With 581 Copies So Far, Reclonable Mouse Will Live Forever

Biologists have developed a new cloning technique that lets them create new clones indefinitely, and keeps the animals' normal lifespans, too.

Squeak^25

Mice from the 24th and 25th generations of cloningRIKEN

Biologists in Japan have cloned 581 mice from one original donor mouse, Livescience reported. The scientists made the mice over 25 generations of cloning; that is, from making clones from clones from clones, 25 times over.

They could probably make animal clones indefinitely, the research team wrote in a paper published last week in the journal Cell Stem Cell. Really. Check out the last sentence of their abstract: "Our results show that repeated iterative recloning is possible and suggest that, with adequately efficient techniques, it may be possible to reclone animals indefinitely."

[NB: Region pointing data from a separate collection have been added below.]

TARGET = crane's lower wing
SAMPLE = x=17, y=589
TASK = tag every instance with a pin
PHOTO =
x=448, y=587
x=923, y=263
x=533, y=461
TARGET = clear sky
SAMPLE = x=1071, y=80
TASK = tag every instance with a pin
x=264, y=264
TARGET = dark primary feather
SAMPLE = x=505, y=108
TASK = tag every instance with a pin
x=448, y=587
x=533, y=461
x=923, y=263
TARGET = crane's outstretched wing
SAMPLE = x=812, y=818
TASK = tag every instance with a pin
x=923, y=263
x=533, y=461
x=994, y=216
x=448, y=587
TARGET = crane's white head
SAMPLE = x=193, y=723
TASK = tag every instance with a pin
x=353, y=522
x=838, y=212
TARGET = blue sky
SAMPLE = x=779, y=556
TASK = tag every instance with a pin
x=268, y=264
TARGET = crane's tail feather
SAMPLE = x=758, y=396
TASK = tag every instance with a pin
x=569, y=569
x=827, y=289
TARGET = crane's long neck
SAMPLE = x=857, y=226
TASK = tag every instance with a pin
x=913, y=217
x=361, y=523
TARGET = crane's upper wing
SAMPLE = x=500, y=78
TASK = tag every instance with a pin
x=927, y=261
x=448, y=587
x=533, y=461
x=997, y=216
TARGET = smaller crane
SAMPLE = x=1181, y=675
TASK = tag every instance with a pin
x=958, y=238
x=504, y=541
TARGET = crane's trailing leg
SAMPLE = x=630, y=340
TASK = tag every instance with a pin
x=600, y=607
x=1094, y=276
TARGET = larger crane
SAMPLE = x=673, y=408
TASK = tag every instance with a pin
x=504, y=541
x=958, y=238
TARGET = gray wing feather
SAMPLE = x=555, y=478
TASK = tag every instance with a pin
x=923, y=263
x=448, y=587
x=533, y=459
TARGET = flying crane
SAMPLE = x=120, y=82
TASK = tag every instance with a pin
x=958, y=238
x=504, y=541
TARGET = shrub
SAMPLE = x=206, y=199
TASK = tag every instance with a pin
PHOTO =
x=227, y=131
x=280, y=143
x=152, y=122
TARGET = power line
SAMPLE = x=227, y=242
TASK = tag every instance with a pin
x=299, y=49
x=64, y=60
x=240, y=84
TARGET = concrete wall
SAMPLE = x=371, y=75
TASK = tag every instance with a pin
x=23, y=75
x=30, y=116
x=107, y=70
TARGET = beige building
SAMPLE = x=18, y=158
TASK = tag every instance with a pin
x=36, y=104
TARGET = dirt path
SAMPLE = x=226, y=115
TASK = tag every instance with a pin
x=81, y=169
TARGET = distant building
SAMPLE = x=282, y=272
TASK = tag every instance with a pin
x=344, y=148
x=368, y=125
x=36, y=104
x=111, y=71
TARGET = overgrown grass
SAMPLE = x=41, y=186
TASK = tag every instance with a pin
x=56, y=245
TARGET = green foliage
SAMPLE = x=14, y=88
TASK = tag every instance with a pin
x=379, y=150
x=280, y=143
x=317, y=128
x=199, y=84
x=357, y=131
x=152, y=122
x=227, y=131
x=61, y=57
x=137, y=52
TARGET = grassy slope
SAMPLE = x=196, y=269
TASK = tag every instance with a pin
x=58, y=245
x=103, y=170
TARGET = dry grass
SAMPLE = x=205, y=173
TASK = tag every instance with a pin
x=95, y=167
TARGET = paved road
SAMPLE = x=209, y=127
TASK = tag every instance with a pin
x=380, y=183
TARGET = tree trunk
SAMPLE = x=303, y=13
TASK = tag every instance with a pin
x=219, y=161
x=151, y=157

The 581 cloned mice were made using an improved version of somatic cell nuclear transfer, the technique that created Dolly the cloned sheep in 1996. Previously, researchers using somatic nuclear cell transfer would get fewer and fewer animals every time they tried to make a clone from a clone. Eventually, they wouldn't get any new clones at all. Cloned mammals also often died sooner than their non-cloned counterparts.

The cloning team protected the mice's DNA from the genetic abnormalities they (the humans) think reduced the efficiency of previous cloning efforts. The researchers didn't lose any cloning efficiency over their 25 generations, they reported, and their cloned mice lived normal lifespans of about two years.

Cloning could help reproduce animals for farming or conservation, Sayaka Wakayama, a biologist at the RIKEN Center for Developmental Biology who led the cloning study, said in a statement. This isn't the first time Wakayama has made some big strides in cloning. He previously cloned mice from bodies of mice that had been frozen for 16 years.